Pero en seguida también él se asoció a la hilaridad general.
Hubiera sido una grata visita si Igah no la hubiese arruinado volviendo poco después con el doctor a remolque.
Los hijos, que por primera vez habían visto hombres blancos mientras aguardaban en el trineo, y no de cerca, le clavaron los ojos.
Ellos no eran los únicos estupefactos. El doctor miró con asombro el catre deshecho, las goteantes vestimentas que colgaban de todas partes, los huesos esparcidos sobre el piso, el perro que se había puesto a ladrar furiosamente, ya que nunca había olfateado a un hombre blanco, y después se dirigió a la enfermera con tono irritado. Por suerte, la familia no podía comprender. Una vez más intervino Igah y fue para traducir sus palabras.
—El angakok blanco dice que ustedes son sucios y hediondos —les comunicó a las consternadas visitas.

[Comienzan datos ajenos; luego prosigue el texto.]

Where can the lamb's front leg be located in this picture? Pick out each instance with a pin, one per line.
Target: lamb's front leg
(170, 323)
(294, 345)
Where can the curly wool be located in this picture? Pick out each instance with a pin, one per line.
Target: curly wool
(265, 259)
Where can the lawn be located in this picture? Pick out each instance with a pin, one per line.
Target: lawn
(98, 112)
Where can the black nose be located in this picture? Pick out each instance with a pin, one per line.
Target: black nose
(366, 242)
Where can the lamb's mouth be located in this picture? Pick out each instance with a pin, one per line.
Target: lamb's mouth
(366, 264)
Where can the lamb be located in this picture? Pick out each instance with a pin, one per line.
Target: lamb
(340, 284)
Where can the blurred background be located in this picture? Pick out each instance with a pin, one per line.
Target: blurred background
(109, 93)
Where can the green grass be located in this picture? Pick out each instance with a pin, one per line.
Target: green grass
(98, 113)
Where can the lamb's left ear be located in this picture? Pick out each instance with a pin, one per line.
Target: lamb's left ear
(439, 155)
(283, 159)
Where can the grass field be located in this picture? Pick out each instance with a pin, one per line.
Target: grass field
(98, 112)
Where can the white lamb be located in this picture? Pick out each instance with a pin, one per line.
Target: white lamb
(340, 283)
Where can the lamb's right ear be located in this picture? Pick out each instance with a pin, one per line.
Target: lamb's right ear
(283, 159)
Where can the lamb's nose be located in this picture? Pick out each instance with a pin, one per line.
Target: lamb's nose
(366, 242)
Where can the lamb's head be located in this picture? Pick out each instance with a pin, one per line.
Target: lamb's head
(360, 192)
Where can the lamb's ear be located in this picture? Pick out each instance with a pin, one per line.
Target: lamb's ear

En cuanto se repuso del estupor, Viví replicó:
—¡Ustedes son los hediondos!
Y le escupió las botas a Igah.
El doctor sólo conocía tres palabras de la lengua de los hombres —niño, mujer y afuera— y con gestos elocuentes las usó todas. Viví se arrepintió en seguida de haber sido descortés y temió males peores.
—Llevemos a tu padre fuera de aquí —le susurró a cada uno de los hijos al oído—. Esta gente es peligrosa.
—No lo dejaremos ir antes de que pueda caminar —dijo Igah.
—Te daremos toda la comida que llevamos en el trineo y después iremos a cazar para ti si nos ayudas a llevarlo afuera.
Igah no pudo dejar de sonreír.
—No entiendes. Aquí tu marido no corre ningún peligro. Los hombres blancos se sienten responsables y no pueden dejarlo ir antes de haberlo curado.
—¿Eso sería un tabú?
—Justamente.
Viví, resignada, dejó caer los brazos. Contra los tabúes no se podía luchar.
—¡Fuera, mujer! —repitió el doctor indicando la puerta—. ¡Fuera, muchacho! ¡Fuera, muchacho!
Utunia lo miró con la boca abierta, rascándose la cabeza.
—¿Muchacho? —Frunció la nariz y le dijo a Igah—: Alguien es una muchacha, no un muchacho.
—¿Qué dice? —preguntó el doctor.
—Que no es varón sino mujer —contestó Igah.
El doctor volvió a mirar a Utunia con aire incrédulo, le pidió a la enfermera que repitiera lo dicho, y después estalló en una carcajada; y por el esmalte de los dientes y la rosada frescura de las encías, Utunia comprendió que ese hombre blanco debía ser muy joven, a pesar de la barba. Tenía una cara divertida, con una cómica nariz articulada cuya punta se levantaba cuando reía.
Utunia no esperaba tanta alegría en un hombre blanco después de todo lo que le habían referido. Al principio se sintió ofendida porque esa hilaridad la tomaba por motivo. Pero la risa era tan cálida y exenta de malicia que se decidió, aunque tímidamente, a hacerle eco, ya que permanecer en silencio hubiera sido poco gentil.
O tal vez la razón era otra. Estaban en la estación en que las focas, presintiendo el deshielo, se aprestan a salir del agua para buscar un compañero, dispuestas a desafiar cualquier peligro.
Y para Utunia aquélla era la primera primavera desde que se había hecho mujer.